Bill seeks to lower inmate costs

Mannix Porterfield
Register-Herald Reporter

April 07, 2009 11:19 pm

CHARLESTON — Inmates in West Virginia’s regional jails might have to fork over $5 each time they check into the infirmary for a non-emergency visit.
Senators unanimously passed HB2404 without debate Tuesday, meaning the unaltered legislation goes to Gov.

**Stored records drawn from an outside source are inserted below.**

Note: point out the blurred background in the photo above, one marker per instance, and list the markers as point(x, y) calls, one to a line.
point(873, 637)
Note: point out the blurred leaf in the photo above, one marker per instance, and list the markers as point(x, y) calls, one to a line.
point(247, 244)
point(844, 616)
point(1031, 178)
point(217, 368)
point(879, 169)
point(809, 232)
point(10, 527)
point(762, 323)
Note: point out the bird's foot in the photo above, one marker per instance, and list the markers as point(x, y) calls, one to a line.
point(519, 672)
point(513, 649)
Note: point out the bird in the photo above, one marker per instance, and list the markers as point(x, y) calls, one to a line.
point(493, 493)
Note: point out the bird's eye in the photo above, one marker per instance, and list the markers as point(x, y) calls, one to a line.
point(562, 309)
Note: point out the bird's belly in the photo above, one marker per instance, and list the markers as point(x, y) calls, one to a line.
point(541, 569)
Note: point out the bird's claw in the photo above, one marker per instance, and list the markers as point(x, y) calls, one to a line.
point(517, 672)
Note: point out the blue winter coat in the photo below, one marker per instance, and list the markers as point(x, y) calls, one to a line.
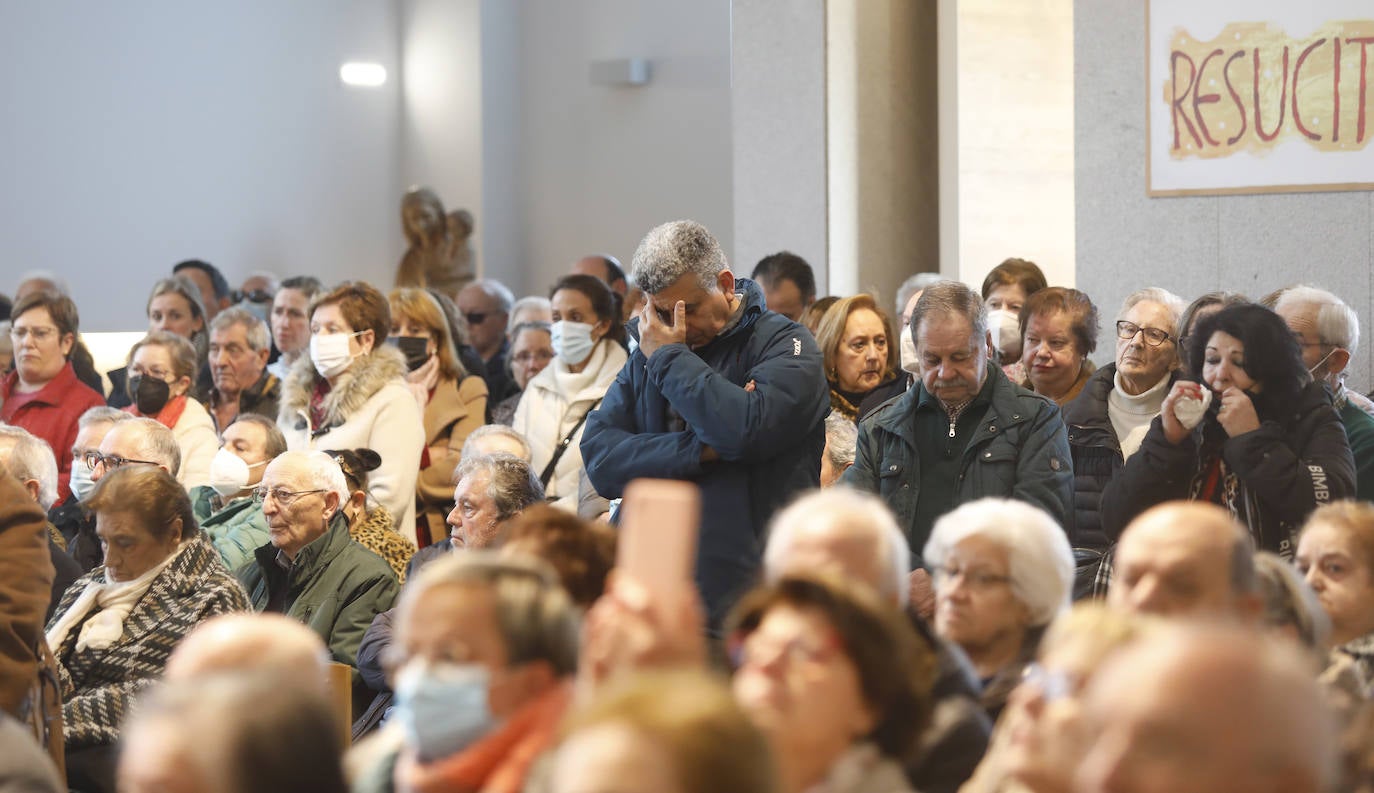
point(770, 440)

Joe Manchin.
In another move, the Senate passed a resolution seeking a year-long study of how to cope with the expensive and, at times, injurious matter of deer-motor vehicle collisions.

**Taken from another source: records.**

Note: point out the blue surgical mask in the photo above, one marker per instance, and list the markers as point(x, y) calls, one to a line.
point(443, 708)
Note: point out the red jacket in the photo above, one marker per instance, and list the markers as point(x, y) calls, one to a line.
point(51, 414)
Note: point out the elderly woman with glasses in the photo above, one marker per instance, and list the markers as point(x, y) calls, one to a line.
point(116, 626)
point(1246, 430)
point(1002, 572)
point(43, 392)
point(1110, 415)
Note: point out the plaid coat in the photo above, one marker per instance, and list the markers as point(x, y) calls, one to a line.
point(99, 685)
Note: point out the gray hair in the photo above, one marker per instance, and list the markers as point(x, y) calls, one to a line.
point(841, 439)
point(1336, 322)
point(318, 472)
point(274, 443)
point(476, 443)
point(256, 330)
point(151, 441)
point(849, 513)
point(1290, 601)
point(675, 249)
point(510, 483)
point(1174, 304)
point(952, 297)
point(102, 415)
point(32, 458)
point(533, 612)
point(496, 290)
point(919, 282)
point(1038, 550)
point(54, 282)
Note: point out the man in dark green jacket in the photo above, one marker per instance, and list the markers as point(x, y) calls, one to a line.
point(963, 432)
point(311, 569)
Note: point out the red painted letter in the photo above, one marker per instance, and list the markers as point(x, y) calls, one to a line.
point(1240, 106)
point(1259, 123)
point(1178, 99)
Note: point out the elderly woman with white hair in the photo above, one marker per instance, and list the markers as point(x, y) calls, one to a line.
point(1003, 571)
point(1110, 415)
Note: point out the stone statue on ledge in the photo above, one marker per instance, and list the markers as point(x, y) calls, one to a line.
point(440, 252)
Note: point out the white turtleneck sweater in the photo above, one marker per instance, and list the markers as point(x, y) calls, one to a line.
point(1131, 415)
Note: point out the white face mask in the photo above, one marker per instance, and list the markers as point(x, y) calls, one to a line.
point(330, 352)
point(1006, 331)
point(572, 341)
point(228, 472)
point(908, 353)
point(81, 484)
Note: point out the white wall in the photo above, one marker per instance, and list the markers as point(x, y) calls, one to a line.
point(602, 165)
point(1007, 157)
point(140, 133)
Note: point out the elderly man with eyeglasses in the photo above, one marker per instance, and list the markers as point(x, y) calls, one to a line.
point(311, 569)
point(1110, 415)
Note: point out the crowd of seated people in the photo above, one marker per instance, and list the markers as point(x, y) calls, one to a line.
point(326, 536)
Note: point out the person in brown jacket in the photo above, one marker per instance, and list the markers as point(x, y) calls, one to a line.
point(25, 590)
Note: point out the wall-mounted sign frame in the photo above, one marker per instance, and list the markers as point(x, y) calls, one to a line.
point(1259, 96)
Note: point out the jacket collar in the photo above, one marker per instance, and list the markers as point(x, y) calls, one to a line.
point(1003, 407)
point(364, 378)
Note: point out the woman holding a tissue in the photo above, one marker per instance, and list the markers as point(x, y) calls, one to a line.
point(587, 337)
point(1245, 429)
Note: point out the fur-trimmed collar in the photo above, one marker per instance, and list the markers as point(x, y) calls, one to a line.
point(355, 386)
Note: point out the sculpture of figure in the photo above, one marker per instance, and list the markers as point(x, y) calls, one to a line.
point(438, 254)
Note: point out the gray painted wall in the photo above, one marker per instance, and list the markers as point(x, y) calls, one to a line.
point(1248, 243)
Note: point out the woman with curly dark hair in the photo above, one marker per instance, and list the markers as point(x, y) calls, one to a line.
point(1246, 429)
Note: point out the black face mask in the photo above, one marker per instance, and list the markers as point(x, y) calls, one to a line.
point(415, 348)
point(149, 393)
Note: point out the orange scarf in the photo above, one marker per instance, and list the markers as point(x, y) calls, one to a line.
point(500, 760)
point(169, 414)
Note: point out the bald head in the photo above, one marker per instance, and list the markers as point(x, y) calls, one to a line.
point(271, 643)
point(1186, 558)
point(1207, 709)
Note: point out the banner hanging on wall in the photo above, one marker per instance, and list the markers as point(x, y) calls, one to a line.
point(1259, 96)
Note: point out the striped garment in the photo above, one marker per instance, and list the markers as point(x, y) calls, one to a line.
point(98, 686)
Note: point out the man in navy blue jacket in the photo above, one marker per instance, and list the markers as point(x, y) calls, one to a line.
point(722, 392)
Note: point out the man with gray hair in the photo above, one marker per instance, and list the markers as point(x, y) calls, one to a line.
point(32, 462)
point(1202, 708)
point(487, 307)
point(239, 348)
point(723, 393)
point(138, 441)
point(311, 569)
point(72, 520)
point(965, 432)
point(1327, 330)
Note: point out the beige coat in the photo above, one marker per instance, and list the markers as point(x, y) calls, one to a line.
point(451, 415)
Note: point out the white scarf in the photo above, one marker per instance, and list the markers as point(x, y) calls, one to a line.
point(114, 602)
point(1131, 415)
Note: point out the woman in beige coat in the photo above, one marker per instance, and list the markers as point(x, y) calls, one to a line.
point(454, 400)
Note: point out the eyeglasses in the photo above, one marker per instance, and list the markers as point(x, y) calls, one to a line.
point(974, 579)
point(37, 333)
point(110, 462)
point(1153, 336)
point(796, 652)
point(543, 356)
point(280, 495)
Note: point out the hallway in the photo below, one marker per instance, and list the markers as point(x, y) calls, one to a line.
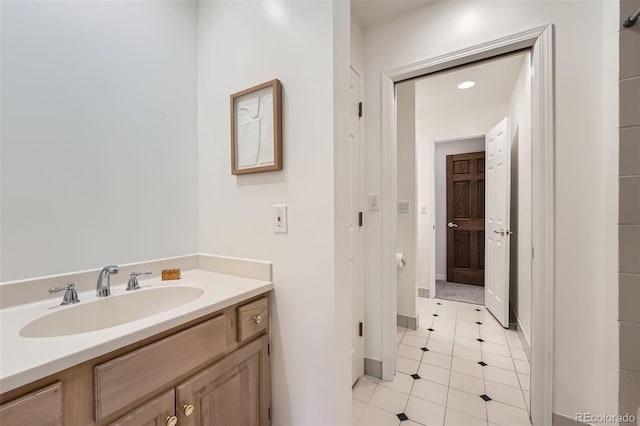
point(449, 386)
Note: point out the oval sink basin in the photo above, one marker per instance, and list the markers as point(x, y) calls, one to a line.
point(110, 311)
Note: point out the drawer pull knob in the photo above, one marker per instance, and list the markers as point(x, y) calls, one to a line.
point(188, 409)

Judiciary Chairman Jeffrey Kessler, D-Marshall, noted the inmate bill grew out of a study during the interims session by the Legislative Oversight Committee on Regional Jail and Correctional Facility Authority.

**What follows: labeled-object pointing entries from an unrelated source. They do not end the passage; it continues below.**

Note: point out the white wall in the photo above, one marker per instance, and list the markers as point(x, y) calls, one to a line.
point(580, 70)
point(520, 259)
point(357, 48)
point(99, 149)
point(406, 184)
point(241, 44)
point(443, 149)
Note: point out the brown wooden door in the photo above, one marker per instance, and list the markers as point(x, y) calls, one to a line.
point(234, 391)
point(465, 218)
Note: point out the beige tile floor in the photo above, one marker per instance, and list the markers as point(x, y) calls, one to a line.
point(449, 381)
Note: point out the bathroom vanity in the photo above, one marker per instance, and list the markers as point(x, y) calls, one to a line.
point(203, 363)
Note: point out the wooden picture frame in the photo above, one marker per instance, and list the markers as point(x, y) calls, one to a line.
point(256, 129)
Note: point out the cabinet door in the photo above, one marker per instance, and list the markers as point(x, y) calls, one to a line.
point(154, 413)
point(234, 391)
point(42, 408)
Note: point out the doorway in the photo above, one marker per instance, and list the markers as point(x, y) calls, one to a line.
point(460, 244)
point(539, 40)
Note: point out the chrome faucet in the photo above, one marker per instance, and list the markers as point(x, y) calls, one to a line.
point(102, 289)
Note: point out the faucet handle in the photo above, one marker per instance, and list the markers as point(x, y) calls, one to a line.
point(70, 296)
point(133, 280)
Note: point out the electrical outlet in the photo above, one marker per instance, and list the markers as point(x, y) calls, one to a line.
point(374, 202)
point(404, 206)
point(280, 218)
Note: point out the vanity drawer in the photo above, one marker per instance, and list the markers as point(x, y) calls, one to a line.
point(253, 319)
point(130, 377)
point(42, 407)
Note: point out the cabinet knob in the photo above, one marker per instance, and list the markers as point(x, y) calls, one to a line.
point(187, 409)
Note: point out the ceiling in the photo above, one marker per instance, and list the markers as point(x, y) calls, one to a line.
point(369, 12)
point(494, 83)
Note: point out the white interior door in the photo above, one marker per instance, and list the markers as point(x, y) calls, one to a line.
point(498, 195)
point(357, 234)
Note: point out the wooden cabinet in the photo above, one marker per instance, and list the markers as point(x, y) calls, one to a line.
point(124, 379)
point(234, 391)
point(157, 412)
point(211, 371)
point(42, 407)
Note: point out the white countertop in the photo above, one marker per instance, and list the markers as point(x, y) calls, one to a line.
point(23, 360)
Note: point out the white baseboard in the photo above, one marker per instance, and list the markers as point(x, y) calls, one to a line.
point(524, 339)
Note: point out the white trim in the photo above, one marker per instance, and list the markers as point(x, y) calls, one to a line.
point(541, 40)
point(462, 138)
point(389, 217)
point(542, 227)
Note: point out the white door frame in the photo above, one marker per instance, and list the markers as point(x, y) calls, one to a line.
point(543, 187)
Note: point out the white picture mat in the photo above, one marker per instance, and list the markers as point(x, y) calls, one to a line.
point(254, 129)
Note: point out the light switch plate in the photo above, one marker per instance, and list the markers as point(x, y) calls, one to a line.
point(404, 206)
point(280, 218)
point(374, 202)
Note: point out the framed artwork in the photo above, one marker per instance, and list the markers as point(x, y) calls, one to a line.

The idea is to help lower some of the costs incurred by inmates not seeking assistance for non-chronic or non-emergency trips to the doctor, Kessler said.
A report by the insurance commissioner last year found that one in 63 highway crashes in West Virginia entailed a run-in with a deer.
The problem of deer on highways prompted a study by the Division of Natural Resources on devices used in other states to signal motorists when the animals are near a highway.
But the DNR research was inconclusive as to which devices are proven effective.
Senate Natural Resources Chairman John Pat Fanning, D-McDowell, said he hopes the special interims study will be approved by Senate President Earl Ray Tomblin, D-Logan, and House Speaker Rick Thompson, D-Wayne.
“I think it will be good because it will help a lot of people see if there is an instrument out there, we can warn them of deer,” Fanning said.
“It would save people a lot of money down the road and insurance companies as well.”
Senators approved a number of minor bills, among them one that exempts land-based finfish aquaculture facilities from some sludge management rules.